I have a vivid memory of this lecture, since it was my first one on this subject - the early evolution of western knowledge with an emphasis on the areas of mathematics and music. I also found the time to talk a bit about my educational project with First Class Mathematics [see chapter (7)], where I have experimented with trying to convey some carefully selected mathematical insights to the pupils of my daughter Ylva's class. As I have described above, this project is based on viewing mathematical truths as a sort of logically tested fantasies - where the right brain is fantasizing and the left brain does the logical testing. Only the fantasies that survive the logical tests are elevated to the status of mathematical truths.

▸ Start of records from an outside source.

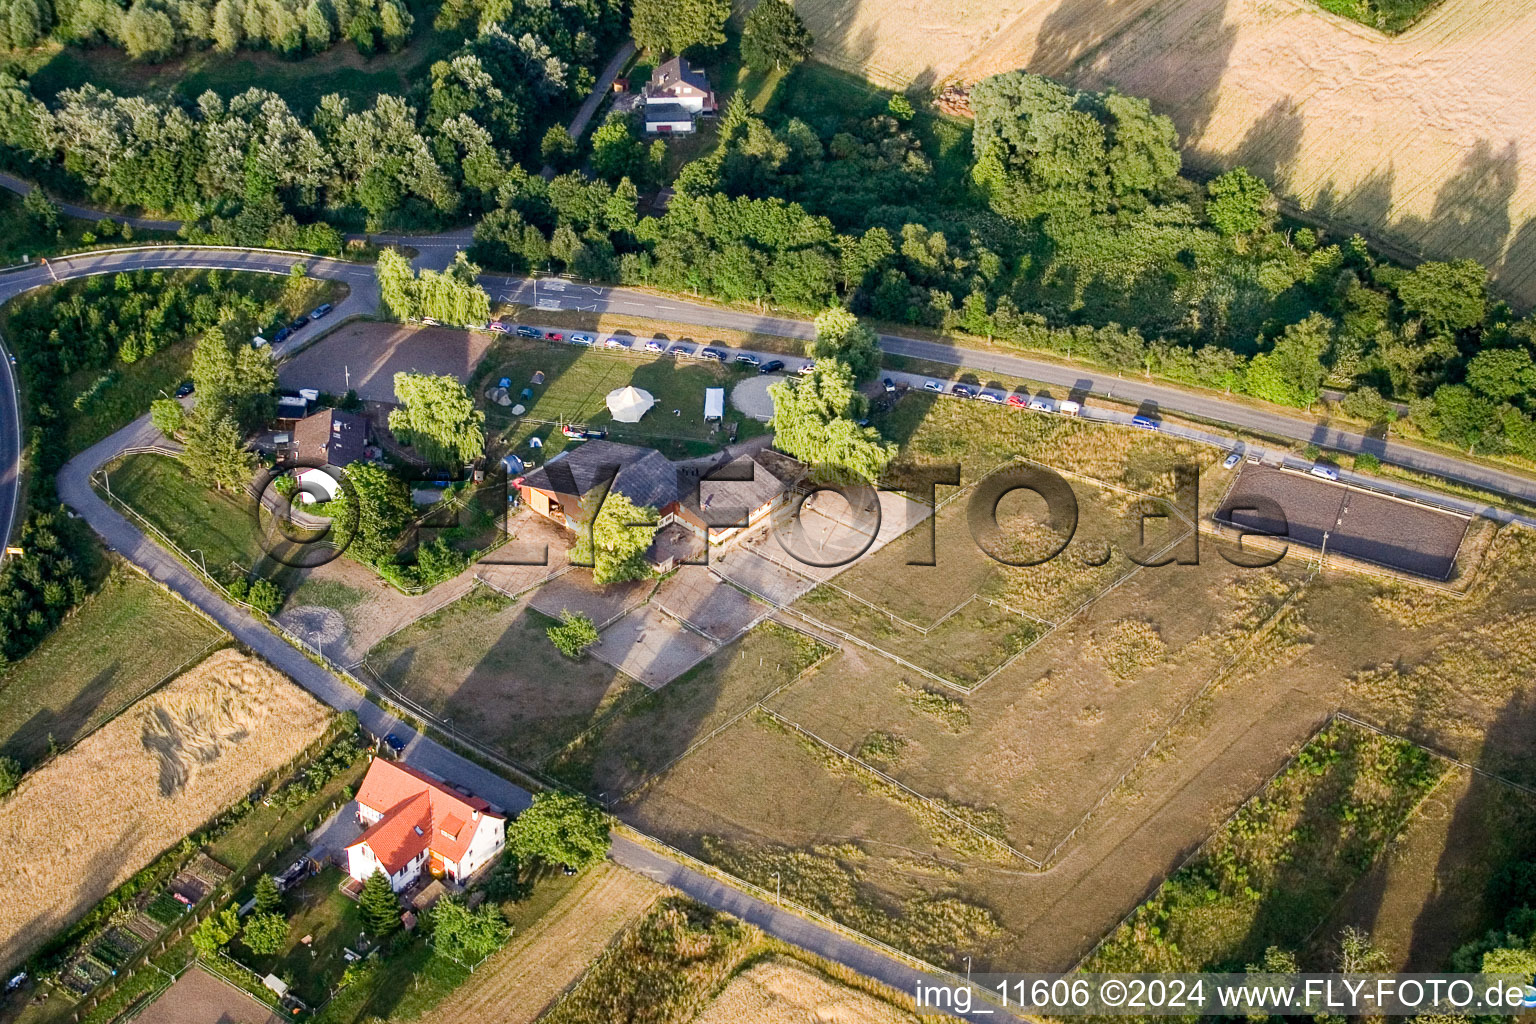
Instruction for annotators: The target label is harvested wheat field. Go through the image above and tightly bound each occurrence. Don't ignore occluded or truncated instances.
[693,957,924,1024]
[0,650,330,968]
[806,0,1536,303]
[420,863,663,1024]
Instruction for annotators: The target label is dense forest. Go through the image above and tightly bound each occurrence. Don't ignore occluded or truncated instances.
[465,72,1536,461]
[0,0,621,233]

To encourage such a view of mathematics it is vital that the children are confronted with interesting structures at an early age - structures that can encourage them to foster their own mathematical fantasies. An example of such rich and interesting structures is provided by symmetrical patterns, such as rosettes, bands, and wallpapers. In the lecture, I showed examples of the experimental exploration of some wallpaper-patterns that was carried out in this spirit by a group of 9-year olds - using the program MacWallpaper - within the First Class Mathematics project. It felt like I managed to convey some of the mathemagical power of the structural exploration work of the kids!
Indeed, it was a very special lecture. Five of the six persons present were Rikard, Katarina, Klara, Kristina and Mattias - who all later became co-workers in the GOK-project in various ways. I interpret this as a sign that I managed to infect them with a substantial part of my enthusiasm for this holistically inspired knowledge project.